As job growth remains extremely weak and labor market indicators stay negative, the Federal Reserve is considering ignoring inflation in the short-term as it sets monetary policy.  Federal Reserve Bank of Chicago President Charles Evans said in a conference in London that the central bank might need to ignore high inflation in setting its monetary policy.

“Overshooting a little bit just to make sure you get to 2% strikes me as quite sensible,” he said, while acknowledging that inflation has been above the Federal Reserve’s 2% target for several months.

In March, the year-over-year change in the consumer price index (CPI) was 2.2%, excluding food and energy, according to the Bureau of Labor Statistics. Recent increases in gasoline prices in the United States, as they annualize low oil costs throughout 2015, may cause the total CPI, including energy and food, to be significantly higher.

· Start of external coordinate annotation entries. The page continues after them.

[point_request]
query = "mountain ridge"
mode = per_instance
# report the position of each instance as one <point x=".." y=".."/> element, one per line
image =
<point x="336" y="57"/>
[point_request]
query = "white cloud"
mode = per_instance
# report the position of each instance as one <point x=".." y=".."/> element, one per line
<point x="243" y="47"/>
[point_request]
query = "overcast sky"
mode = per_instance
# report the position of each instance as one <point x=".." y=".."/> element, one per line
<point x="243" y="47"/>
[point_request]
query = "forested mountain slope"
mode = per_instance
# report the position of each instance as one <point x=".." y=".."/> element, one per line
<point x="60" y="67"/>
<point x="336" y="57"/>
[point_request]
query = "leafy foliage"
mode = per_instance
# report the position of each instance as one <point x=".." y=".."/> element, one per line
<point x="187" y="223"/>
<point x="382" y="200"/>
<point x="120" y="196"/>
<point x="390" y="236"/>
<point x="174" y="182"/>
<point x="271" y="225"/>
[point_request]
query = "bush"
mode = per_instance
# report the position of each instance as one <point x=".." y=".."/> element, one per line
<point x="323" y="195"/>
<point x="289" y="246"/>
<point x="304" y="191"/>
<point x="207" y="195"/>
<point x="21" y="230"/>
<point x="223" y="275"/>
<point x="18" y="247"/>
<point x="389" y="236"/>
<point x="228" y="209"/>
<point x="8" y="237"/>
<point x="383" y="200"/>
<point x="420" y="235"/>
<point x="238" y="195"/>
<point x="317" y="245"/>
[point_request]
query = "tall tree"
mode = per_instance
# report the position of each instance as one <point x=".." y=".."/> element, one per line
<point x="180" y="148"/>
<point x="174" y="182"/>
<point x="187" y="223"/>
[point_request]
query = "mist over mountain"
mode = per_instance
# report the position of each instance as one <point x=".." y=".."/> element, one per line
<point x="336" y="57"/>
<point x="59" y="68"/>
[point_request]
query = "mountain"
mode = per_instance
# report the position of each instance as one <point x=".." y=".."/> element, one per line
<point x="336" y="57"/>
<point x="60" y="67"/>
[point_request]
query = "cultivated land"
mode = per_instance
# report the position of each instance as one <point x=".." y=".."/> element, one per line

While prices are rising, economic growth is not, with GDP growth rising just 0.5% in the first quarter of 2016, and forecasts for annual growth are weakening amidst poor labor and manufacturing data in America. A high trade imbalance, including weak imports and exports, is also causing fears that growth is slowing significantly in the country.

The view of a weak American economy has become global. European Central Bank Vice President Vitor Constancio replied to Evans’s view with agreement, expressing fears that lingering economic pessimism is holding America back.

“We are all hoping that the strength of the recovery in the U.S. will allow the Fed to increase rates and get away from the zero-lower bound,” Constancio said.

Yet at the same time, both economists and, gradually, Fed insiders alike are increasingly challenging the efficacy of monetary policy. Evans admitted the need for fiscal stimulus in the United States through Congressional actions to encourage public spending in the country—although public spending has fallen almost every year since the Global Financial Crisis began in 2007.

Fiscal policy, he said, is “providing less support than I would like,” echoing cries from Janet Yellen and Ben Bernanke that Congress step in and approve more spending at local and Federal levels to improve America’s infrastructure and spur job growth.

Meanwhile, growth expectations remain extremely low in the marketplace despite rising inflation. The 10-year U.S. Treasury was yielding 1.763% at the start of trading Tuesday, barely above the 52-week low of 1.64% and substantially below its historic average of 4.6%.

The weak growth expectations are largely an effect of last week’s disappointing jobs data, which showed just 160,000 new jobs were created in America, less than population growth would require. The Federal Reserve has nonetheless reacted positively in public to the report, saying that there was robust growth and pointing to an over 2% increase in average wages earned.